Strengths Orientation Index:
Every week, I set goals and expectations based on my strengths.
I can name the strengths of five people I work with.
In the last three months, my supervisor and I have had a meaningful discussion about my strengths.
My organization is committed to building the strengths of each associate.
Strengths + engagement
Of the thousands of people who have answered the items in the Strengths Orientation Index, only 3% can strongly agree to all four of them. That may reflect individual workplace cultures. Gallup's employee engagement studies reveal that there is a significant amount of variability in the cultures of local workgroups, which may affect how employees in those groups apply what they have learned about strengths.
Some of this variability is unavoidable, as the underlying assumption of the strengths theory is that individuals will vary in their natural ability to learn, integrate, or apply any insight. But some of this variability is easily sidestepped.
"People ought to know their strengths and capitalize on them," says Cameron. "But people are not really good judges of their own strengths. Everyone has a big blind spot, which is why the Clifton StrengthsFinder is valuable." He adds, "Once you know what [strengths] are, you can label and describe them, you can deploy them, you've got some behavioral examples. Things like performance appraisals, feedback, coaching, and mentoring supplement that and are almost always helpful in broadening the known side of who you are."
Learning about strengths -- and learning how to apply them in a work role -- is a journey, and it starts with managers. Frontline supervisors must learn to support employees' strengths development. Performance management systems must be aligned to reinforce strengths and provide accurate, ongoing feedback to all workers.

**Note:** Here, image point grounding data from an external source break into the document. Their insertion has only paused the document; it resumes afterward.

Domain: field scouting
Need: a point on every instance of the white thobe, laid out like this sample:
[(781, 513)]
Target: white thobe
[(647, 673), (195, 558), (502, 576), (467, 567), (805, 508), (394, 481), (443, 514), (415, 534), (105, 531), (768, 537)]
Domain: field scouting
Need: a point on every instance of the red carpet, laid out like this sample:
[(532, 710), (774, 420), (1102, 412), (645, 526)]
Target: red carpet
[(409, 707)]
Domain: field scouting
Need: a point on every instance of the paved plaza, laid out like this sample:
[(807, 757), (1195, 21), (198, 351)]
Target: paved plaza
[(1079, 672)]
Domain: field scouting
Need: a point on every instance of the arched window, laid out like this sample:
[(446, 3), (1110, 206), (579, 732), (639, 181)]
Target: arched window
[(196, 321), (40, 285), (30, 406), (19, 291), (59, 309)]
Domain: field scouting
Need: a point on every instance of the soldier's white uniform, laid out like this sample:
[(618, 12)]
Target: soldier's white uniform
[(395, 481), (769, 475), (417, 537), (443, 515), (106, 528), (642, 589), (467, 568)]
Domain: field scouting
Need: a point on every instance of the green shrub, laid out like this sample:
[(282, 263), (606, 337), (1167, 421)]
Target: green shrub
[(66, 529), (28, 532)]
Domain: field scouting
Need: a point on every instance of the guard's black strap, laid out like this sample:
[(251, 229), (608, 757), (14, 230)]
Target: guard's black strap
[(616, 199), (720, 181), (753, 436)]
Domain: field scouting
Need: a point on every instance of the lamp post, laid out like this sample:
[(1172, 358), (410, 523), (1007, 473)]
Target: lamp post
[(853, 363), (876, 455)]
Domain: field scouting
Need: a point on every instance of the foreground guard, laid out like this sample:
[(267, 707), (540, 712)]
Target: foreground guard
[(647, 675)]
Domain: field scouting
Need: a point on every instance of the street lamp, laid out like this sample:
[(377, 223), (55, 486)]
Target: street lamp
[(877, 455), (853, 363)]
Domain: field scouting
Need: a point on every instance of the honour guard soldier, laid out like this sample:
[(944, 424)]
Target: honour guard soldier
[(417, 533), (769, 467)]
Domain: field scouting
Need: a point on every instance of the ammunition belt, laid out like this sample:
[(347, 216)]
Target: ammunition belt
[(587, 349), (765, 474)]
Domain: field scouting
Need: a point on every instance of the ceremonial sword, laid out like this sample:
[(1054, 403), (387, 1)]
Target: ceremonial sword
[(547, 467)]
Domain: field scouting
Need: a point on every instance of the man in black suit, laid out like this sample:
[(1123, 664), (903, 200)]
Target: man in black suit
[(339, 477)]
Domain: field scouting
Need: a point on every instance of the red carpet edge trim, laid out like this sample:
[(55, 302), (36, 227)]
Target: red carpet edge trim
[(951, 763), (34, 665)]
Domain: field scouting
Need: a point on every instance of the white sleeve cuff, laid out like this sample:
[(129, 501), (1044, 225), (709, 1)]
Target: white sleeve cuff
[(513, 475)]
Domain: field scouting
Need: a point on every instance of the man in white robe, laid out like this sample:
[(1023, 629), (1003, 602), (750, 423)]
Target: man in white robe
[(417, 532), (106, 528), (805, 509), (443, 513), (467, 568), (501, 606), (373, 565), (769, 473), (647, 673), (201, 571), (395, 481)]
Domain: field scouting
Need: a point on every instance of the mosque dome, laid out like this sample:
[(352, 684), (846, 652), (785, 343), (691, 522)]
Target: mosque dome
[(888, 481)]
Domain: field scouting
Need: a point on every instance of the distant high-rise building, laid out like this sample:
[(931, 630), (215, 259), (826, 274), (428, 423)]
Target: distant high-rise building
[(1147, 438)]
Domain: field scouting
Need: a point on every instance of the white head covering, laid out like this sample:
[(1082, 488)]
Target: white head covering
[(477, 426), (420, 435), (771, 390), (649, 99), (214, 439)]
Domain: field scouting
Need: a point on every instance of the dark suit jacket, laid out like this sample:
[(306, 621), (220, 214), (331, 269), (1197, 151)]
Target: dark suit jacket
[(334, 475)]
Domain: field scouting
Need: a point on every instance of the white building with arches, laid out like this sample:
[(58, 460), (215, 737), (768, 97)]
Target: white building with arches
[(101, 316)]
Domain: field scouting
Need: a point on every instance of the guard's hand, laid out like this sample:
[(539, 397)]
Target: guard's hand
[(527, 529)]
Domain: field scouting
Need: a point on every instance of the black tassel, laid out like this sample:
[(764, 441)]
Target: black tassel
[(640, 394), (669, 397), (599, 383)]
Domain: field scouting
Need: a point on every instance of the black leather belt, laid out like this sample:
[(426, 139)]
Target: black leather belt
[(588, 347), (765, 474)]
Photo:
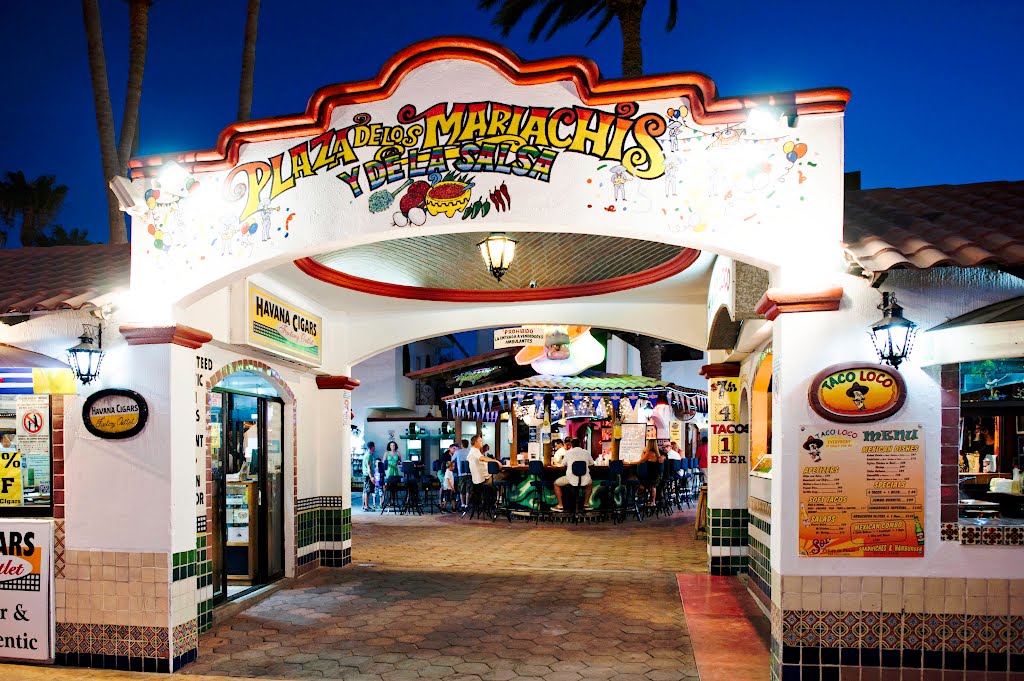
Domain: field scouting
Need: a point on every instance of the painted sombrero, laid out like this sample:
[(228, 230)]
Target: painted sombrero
[(812, 440), (856, 387), (531, 353)]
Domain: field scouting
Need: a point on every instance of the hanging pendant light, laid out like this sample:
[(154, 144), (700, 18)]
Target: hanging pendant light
[(498, 251), (893, 334), (88, 354)]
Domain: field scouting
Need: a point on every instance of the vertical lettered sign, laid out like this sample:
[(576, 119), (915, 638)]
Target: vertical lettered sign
[(26, 588), (723, 417)]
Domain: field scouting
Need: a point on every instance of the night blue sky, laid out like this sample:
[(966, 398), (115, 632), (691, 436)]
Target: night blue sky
[(936, 85)]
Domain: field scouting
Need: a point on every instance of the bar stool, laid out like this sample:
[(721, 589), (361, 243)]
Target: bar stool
[(391, 500), (633, 490), (610, 488), (540, 484)]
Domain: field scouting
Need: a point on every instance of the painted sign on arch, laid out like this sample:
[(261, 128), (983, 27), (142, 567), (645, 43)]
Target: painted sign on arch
[(457, 141)]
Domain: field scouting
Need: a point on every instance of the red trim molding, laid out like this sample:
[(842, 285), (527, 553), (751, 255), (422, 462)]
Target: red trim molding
[(776, 302), (720, 371), (337, 382), (706, 107), (177, 335), (662, 271)]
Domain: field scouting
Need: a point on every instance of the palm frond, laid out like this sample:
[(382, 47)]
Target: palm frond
[(605, 20), (673, 14)]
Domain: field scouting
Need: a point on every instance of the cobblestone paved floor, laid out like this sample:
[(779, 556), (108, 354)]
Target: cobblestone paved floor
[(437, 597)]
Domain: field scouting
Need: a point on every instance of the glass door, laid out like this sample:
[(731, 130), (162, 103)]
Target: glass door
[(218, 407), (247, 545), (272, 507)]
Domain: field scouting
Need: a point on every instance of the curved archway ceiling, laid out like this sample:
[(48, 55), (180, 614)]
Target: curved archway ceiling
[(453, 261)]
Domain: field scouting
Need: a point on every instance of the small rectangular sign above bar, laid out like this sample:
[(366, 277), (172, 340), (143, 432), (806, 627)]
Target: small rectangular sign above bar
[(518, 336), (281, 328)]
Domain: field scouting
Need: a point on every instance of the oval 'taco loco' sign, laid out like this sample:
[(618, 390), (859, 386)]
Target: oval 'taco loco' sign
[(856, 392), (115, 414)]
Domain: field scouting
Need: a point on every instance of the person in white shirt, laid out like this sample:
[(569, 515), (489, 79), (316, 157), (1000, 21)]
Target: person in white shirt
[(478, 462), (574, 454), (460, 457), (448, 487), (674, 452), (558, 453)]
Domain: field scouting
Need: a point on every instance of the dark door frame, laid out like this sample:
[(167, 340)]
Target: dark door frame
[(262, 509)]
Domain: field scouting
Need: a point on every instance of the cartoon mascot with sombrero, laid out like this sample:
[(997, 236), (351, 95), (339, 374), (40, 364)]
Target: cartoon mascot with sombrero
[(857, 392), (813, 447)]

Perhaps the largest organizational commitment of all is an extension of trust. By explicitly acknowledging the uniqueness of each employee, organizations can energize workers' independent thinking and creativity. This in turn tends to make their activities more financially productive.
Why? Because employees who know their strengths are better at knowing both the long-term and short-term goals of employee-customer interactions. They are also far more likely to care whether the interaction results in profit, more motivated to learn how to apply themselves, and likelier to know how far -- and when -- they can stretch business procedures and policies when the situation warrants it. Strengths development can accelerate this process by helping employees learn to be more intuitive and creative within the context of who they are. This is something everyone can learn to do better and can apply in ways that produce extraordinary financial returns.
Avolio, B.J., & Luthans, F. (2006). The high impact leader: Moments matter in accelerating authentic leadership development. New York: McGraw-Hill.